However,
as you may guess from the fact I am addressing the issue, I believe it is both
unhelpful, and even hurtful, to treat this as a conflict between two choices,
rather than making sure both parts are in their proper place. In other words,
the gospel does not call us to self-denial instead of self-fulfillment, but it
calls us to deny ourselves in order to experience the fulfillment of all our
in-the-image-of-God-self is designed to be.
Don’t forget, Genesis one begins with, “In the beginning God…”[2] and ends with, “so
God created man in his own image and likeness.”[3] By Genesis
3 we had fallen into sin and ruined everything. However, the gospel is a return
to God’s initial intention, that sinful man can now see the transcendent glory
of God, and we can experience our own glory as the only in-the-image-of-God
creature God ever made. One day we will be glorified in God’s presence.[4] At the moment, God’s children are “being transformed into the same image from one degree of glory to
another”.[5]
The
reason it is both unhelpful, and hurtful, to force a choice between self-denial
and self-fulfillment, is that the church is filled with broken people who have
already been told that they don’t matter. People have been taught through both
words and experiences that their true self, with thoughts, feelings, interests,
and desires, does not matter to others because everyone else is more important.
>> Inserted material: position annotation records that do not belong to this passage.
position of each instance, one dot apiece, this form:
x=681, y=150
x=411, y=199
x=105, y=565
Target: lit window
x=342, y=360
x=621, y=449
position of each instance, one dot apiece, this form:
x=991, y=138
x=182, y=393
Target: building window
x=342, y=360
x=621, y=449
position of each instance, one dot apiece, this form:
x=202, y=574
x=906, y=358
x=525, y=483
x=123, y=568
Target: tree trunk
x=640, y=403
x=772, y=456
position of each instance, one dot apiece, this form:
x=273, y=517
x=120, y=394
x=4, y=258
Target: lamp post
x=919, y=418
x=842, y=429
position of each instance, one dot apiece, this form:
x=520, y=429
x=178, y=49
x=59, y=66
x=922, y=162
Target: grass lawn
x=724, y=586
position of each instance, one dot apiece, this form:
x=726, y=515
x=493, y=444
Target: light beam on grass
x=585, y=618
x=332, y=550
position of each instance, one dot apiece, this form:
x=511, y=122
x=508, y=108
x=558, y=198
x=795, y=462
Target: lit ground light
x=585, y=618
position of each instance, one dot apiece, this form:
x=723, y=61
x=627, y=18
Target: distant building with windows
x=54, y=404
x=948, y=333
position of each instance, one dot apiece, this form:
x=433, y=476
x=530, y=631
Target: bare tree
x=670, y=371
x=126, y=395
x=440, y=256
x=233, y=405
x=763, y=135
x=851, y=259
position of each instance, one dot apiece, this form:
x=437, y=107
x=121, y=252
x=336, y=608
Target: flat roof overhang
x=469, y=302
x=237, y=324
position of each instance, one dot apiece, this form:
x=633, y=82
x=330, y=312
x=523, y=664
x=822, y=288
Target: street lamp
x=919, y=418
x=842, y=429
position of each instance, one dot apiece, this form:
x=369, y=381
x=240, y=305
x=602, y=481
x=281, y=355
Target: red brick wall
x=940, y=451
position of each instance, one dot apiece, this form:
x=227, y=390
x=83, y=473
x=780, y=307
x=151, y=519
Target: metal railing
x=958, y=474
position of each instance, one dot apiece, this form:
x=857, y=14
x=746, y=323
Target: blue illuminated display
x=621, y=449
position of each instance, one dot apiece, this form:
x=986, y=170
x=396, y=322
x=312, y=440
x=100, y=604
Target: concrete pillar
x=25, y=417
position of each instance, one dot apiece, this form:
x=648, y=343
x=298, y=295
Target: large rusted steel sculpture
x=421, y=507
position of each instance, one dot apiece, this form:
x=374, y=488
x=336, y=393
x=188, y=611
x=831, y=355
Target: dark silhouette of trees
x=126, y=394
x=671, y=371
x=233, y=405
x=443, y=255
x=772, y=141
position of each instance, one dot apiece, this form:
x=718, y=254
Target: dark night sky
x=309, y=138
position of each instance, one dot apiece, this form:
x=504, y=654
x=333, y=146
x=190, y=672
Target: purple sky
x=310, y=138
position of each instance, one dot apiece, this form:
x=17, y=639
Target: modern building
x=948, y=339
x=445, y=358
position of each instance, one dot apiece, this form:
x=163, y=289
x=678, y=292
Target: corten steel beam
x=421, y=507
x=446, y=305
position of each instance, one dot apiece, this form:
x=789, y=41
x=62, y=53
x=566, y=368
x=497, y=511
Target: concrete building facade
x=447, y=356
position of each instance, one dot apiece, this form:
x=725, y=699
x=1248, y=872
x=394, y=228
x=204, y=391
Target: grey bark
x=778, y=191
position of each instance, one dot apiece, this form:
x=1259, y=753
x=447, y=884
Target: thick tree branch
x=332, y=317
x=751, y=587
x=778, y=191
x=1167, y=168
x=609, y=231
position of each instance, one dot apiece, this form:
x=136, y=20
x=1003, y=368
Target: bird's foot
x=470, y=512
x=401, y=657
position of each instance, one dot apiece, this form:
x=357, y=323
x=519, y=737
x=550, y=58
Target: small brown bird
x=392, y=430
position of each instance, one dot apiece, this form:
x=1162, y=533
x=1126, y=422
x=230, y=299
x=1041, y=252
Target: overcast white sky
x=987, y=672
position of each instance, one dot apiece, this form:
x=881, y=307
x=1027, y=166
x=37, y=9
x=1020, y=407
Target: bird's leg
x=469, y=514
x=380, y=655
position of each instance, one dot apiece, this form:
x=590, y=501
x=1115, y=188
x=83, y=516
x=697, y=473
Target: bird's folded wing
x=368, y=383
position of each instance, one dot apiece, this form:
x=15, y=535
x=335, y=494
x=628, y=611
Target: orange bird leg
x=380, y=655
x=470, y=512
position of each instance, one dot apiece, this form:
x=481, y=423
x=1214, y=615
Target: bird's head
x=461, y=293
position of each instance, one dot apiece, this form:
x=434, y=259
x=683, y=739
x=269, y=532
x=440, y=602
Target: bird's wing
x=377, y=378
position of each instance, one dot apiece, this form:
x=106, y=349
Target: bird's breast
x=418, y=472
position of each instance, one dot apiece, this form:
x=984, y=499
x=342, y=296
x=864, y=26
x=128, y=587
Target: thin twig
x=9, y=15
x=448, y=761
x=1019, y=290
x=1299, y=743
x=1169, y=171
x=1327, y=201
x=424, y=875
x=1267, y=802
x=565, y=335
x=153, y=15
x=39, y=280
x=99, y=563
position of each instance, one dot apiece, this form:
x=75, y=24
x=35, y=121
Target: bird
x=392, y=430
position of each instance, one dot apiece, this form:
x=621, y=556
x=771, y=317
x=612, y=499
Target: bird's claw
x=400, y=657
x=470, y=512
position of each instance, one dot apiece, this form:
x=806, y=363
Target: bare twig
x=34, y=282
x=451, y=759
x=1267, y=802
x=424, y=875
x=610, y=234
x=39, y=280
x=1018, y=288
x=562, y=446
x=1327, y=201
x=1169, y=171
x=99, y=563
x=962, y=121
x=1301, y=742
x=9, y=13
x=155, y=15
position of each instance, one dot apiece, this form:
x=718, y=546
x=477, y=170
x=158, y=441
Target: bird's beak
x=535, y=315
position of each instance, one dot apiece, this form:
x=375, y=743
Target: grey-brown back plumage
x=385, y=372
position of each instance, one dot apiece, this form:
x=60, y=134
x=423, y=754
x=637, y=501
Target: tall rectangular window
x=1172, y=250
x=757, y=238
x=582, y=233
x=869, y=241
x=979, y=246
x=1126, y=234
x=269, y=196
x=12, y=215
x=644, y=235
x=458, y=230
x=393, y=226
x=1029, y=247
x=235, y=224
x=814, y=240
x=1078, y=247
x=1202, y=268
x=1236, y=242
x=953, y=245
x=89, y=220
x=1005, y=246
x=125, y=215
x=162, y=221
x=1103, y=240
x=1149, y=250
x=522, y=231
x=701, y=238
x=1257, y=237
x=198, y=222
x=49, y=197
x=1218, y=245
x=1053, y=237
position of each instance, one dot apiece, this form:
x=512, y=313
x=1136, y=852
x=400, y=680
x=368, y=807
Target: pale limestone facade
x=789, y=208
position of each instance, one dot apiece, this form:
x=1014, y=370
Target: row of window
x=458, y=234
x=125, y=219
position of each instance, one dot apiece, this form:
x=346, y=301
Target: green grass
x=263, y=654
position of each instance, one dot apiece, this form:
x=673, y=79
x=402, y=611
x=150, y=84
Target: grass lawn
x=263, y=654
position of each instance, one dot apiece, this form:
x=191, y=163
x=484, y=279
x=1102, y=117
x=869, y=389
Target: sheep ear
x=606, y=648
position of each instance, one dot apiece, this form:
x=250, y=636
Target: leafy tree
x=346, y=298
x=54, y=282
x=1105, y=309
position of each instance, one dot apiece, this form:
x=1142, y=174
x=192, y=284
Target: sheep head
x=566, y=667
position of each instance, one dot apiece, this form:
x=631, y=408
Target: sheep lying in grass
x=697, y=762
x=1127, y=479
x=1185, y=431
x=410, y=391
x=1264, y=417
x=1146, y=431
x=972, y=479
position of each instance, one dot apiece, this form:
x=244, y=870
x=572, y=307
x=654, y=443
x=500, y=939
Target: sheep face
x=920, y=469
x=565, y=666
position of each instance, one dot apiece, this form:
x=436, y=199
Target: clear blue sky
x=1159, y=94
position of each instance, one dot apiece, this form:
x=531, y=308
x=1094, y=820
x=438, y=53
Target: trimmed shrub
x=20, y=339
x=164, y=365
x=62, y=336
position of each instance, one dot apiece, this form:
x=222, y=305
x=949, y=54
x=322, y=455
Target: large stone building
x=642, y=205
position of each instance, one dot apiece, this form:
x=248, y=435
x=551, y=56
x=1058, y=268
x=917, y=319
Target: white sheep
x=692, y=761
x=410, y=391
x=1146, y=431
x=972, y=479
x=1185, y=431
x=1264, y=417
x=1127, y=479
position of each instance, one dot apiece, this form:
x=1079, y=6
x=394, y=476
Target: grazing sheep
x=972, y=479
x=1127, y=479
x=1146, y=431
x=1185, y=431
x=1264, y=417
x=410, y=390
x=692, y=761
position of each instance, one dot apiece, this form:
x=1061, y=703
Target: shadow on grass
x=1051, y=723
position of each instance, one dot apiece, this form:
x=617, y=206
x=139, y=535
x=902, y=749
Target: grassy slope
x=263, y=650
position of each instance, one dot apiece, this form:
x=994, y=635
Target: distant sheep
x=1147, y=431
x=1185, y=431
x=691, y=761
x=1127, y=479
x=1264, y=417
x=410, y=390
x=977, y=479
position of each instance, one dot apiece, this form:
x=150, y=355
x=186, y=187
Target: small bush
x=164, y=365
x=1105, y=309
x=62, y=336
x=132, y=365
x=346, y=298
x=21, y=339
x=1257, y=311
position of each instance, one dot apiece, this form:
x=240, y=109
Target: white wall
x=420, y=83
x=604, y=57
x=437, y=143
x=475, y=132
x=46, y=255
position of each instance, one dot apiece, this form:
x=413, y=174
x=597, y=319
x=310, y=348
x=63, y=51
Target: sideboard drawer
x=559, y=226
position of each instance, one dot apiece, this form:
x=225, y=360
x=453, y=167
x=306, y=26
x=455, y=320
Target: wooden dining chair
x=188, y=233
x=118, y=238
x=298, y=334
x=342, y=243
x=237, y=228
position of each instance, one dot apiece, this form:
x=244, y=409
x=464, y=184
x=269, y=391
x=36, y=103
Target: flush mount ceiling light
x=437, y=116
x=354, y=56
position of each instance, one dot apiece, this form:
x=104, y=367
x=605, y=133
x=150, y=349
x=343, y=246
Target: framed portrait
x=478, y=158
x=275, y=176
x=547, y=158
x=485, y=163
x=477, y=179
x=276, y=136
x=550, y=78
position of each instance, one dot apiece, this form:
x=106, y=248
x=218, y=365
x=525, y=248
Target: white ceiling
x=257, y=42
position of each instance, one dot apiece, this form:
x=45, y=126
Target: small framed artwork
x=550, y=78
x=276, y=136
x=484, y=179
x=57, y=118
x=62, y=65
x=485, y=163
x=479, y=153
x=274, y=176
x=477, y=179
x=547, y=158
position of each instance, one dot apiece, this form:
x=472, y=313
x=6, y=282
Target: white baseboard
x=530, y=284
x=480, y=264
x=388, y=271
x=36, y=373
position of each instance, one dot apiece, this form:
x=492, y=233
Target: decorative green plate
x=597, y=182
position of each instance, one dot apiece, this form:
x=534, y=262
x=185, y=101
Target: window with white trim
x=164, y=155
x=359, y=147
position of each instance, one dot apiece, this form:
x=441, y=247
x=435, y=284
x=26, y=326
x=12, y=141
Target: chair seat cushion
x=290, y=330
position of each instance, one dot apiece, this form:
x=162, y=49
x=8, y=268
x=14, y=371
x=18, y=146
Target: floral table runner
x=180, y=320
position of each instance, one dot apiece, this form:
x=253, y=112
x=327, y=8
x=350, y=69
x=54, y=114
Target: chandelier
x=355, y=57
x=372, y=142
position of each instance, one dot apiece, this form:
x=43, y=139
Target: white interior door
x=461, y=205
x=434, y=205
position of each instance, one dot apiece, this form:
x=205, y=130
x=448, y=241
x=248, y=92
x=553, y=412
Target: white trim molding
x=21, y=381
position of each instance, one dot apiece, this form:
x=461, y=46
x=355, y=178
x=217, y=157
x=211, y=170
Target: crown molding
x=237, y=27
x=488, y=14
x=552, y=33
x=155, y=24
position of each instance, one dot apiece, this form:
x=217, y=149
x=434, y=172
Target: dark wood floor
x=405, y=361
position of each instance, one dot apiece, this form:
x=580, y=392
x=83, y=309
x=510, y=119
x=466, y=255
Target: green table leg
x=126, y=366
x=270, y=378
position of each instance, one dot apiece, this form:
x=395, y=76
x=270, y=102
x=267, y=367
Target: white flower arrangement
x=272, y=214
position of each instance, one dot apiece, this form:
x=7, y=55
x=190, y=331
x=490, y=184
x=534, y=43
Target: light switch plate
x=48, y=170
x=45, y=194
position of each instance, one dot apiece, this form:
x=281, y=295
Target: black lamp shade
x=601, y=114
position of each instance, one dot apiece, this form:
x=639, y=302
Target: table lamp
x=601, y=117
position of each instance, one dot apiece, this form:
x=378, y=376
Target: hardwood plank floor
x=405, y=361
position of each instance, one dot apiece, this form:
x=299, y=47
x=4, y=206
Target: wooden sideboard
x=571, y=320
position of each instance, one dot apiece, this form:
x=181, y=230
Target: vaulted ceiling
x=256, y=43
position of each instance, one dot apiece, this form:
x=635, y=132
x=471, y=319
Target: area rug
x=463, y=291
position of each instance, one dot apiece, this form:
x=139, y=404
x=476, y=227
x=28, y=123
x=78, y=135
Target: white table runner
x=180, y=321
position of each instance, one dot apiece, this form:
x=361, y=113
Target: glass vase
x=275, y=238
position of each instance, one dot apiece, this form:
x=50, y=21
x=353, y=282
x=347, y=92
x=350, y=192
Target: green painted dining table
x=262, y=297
And now, someone is telling them that their true self doesn’t matter to God
because, after all, Jesus told us to deny ourselves.
My
contention is that, what Jesus meant by “deny
yourself” is not in conflict with the true fulfillment of the self, but is
the vehicle by which we enter into the work of Christ and find ourselves in the
fullest, most fulfilling kind of way.
The gospel is about finding ourselves in Christ. Jesus said,
“Whoever finds
his life will lose it, and whoever loses his life for my sake will find
it”.[6] There
is a way to find ourselves that means we lose ourselves and all we were
designed to be; and there is a way to lose ourselves, or deny ourselves, that
is finding our very lives, becoming fully ourselves the way Jesus originally
created us in his image and likeness.
Paul
elaborated on this when he spoke of taking off the old self, being made new in
the “spirit of our minds,” and
putting on this new self that is “created
to be like God in true righteousness and holiness”.[7]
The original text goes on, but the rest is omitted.